Worker nodes created from July 19, 2021 already have the Node Doctor script pre-installed.

Worker nodes created before July 19, 2021 do not have the Node Doctor script pre-installed. To run the Node Doctor script on such a worker node, you must download and install the script. To download and install the Node Doctor script, you must have SSH access to the worker node.

Note

Periodically, Oracle releases new versions of the Node Doctor script. Before running the Node Doctor script for the first time (even on worker nodes created after July 19, 2021), follow the final step in the instructions below to update the script to the latest version. It's also recommended good practice to update the Node Doctor script from time to time.
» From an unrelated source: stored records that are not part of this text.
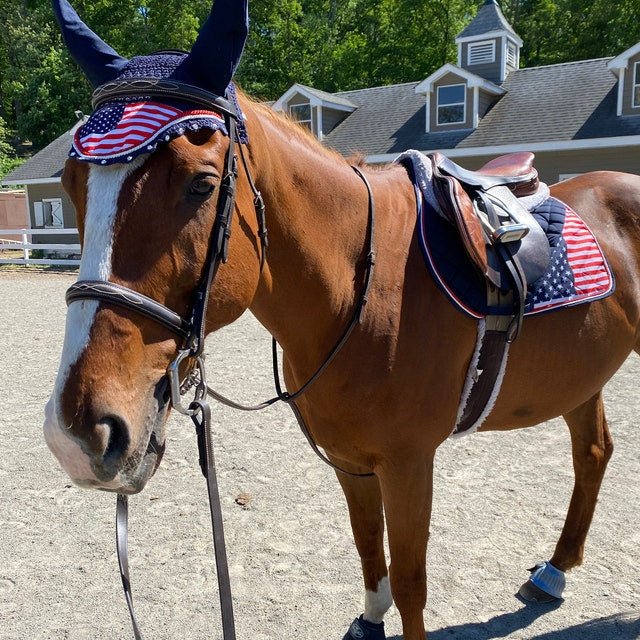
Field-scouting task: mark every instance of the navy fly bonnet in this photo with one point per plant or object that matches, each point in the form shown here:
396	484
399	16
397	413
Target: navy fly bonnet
122	127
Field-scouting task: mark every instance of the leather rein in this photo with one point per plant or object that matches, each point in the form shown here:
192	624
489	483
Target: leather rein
192	331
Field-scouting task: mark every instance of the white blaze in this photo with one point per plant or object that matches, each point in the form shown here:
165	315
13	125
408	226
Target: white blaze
103	190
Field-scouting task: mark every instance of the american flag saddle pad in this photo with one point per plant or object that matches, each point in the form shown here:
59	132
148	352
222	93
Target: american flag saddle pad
578	271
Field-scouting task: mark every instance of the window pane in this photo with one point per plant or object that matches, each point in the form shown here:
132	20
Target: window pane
449	115
451	95
301	112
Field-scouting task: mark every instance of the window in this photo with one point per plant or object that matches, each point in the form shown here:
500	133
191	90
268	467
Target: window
301	113
482	52
451	104
48	213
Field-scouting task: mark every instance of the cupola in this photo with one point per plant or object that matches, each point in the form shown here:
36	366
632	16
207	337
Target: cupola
489	47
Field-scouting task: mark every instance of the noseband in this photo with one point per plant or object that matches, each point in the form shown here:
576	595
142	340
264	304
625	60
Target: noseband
192	331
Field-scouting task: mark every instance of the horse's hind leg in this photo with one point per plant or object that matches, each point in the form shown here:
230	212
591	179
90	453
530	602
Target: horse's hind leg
367	521
592	447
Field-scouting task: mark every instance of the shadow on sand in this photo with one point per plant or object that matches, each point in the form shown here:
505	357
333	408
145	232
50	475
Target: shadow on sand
623	626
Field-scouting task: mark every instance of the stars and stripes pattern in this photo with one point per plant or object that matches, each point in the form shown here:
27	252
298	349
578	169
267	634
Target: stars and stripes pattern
119	132
578	270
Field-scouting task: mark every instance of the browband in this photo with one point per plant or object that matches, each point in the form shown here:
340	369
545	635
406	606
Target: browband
150	88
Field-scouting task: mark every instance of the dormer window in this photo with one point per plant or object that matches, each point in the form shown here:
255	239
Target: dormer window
512	55
482	52
301	113
451	104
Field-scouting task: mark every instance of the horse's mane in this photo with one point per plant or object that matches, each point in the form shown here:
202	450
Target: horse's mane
302	133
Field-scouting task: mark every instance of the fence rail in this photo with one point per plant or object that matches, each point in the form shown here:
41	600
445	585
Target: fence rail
26	245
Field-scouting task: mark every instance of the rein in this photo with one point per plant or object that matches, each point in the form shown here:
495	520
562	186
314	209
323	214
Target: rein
192	331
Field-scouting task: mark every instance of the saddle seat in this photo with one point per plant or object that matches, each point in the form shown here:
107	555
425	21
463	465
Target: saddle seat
500	236
514	170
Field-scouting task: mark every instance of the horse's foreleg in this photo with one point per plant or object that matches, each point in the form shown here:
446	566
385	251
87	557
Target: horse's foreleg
407	488
592	447
367	521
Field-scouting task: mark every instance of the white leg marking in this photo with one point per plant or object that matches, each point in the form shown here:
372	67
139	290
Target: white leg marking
103	190
377	603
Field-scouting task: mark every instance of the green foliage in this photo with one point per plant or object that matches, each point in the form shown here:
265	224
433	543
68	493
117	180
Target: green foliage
8	160
329	44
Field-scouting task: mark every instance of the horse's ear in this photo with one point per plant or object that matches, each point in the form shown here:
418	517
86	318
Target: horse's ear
216	53
96	58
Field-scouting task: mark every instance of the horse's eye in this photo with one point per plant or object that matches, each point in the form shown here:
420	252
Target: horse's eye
202	187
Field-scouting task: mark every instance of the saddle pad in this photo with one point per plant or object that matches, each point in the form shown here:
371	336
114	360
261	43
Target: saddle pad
578	272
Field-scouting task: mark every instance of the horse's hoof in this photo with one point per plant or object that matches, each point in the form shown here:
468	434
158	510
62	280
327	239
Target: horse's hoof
361	629
546	584
529	592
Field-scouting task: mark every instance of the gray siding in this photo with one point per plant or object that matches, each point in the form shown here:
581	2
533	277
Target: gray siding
627	100
39	192
448	79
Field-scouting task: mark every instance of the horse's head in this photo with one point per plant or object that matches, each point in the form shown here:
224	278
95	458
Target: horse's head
145	177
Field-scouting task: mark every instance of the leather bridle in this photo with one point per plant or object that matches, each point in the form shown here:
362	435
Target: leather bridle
192	331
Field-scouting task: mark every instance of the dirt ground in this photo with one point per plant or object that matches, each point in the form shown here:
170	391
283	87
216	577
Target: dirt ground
500	501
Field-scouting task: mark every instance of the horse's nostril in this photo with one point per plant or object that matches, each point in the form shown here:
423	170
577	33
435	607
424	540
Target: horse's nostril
115	436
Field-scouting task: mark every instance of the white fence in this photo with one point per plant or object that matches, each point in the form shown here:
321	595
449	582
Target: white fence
25	244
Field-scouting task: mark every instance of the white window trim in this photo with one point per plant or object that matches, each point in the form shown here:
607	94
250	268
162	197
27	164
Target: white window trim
302	104
478	44
515	54
455	104
635	84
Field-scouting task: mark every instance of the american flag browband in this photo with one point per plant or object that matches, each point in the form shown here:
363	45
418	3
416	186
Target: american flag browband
119	132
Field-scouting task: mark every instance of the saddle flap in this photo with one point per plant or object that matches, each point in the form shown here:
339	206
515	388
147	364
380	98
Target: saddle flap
456	205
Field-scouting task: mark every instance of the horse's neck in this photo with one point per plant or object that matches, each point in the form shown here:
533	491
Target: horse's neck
317	222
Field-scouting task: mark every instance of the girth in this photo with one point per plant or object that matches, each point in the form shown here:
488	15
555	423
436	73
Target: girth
509	250
192	331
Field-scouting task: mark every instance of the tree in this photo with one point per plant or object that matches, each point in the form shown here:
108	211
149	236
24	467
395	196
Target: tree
8	160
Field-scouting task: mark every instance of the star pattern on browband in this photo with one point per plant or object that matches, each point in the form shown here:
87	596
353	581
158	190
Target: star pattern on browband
121	130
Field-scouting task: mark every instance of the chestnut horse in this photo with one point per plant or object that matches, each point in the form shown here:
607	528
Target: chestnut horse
390	397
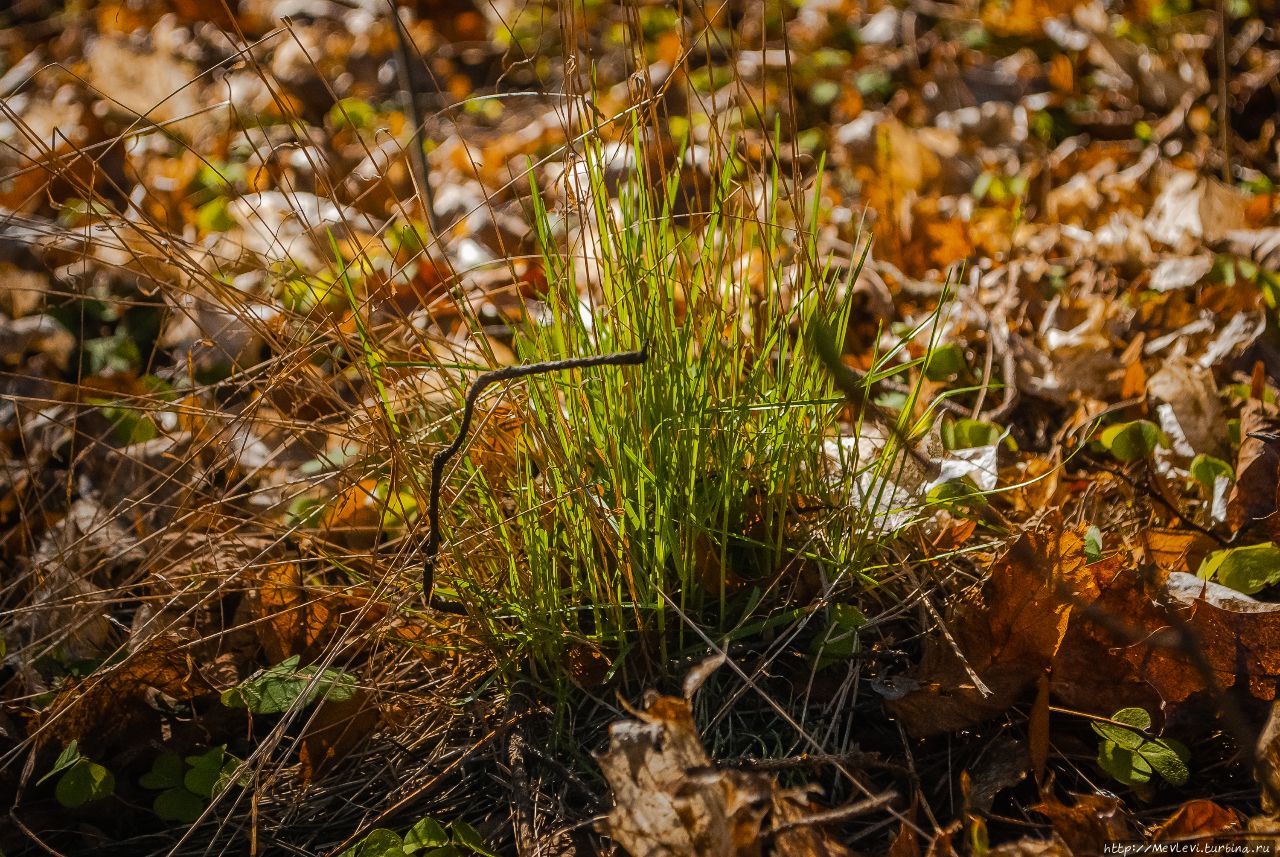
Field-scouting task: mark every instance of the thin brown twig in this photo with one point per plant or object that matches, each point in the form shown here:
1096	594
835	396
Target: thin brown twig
442	457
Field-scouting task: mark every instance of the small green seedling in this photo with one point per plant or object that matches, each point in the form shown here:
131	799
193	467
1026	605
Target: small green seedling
278	688
1093	545
428	838
187	786
1244	569
1130	757
1132	441
82	780
839	640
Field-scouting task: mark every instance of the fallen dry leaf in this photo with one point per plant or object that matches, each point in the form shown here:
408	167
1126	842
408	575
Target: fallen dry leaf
1088	823
1008	635
670	800
1194	820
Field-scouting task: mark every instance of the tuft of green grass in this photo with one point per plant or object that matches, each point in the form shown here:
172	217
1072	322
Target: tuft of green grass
686	489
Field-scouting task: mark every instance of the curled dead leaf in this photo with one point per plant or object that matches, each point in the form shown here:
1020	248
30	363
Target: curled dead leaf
668	798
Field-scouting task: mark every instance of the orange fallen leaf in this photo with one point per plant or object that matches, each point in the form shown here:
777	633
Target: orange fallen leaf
1196	820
To download, install, and update the Node Doctor script on a managed node:

Establish an SSH connection with the worker node.
For detailed instructions to establish an SSH connection, see Connecting to Managed Nodes Using SSH. At a high level, the steps are:
1. Find out the IP address of the worker node instance that you want to troubleshoot, and make a note of it.
  For example, on the Cluster Details page, click Node Pools and then click the node pool containing the worker node. Click Nodes, and then click the name of the node to display the Instance Details page. The instance's IP address is shown on the Instance Information tab.
2. In a terminal window, enter ssh opc@<node_ip_address> to connect to the worker node, where <node_ip_address> is the IP address of the worker node that you made a note of earlier. For example, you might enter:
```
ssh opc@192.0.2.254
```
  If the SSH private key is not stored in the file or in the path that the ssh utility expects (for example, the ssh utility might expect the private key to be stored in ~/.ssh/id_rsa), you must explicitly specify the private key filename and location. For more information, see Connecting to Managed Nodes Using SSH.

In the terminal window in which you have established the SSH connection with the worker node, download and install the Node Doctor script in the /usr/local/bin directory by entering:

sudo curl -s -X GET https://objectstorage.<region-name>.oraclecloud.com/n/odx-oke/b/public/o/artifacts/prd/workernode/14d06c9-431/node-doctor --output /usr/local/bin/node-doctor.sh

where <region-name> is the region in which the cluster is located. For example:

sudo curl -s -X GET https://objectstorage.us-ashburn-1.oraclecloud.com/n/odx-oke/b/public/o/artifacts/prd/workernode/14d06c9-431/node-doctor --output /usr/local/bin/node-doctor.sh

Before running the Node Doctor script for the first time, complete the next step.

When the Node Doctor script has been downloaded and installed on the worker node, get the latest version of the Node Doctor script by entering:
```
sudo /usr/local/bin/node-doctor.sh --update
```
It's recommended good practice to keep the Node Doctor script up-to-date by running the above command from time to time.

You can now use the Node Doctor script to troubleshoot worker node issues.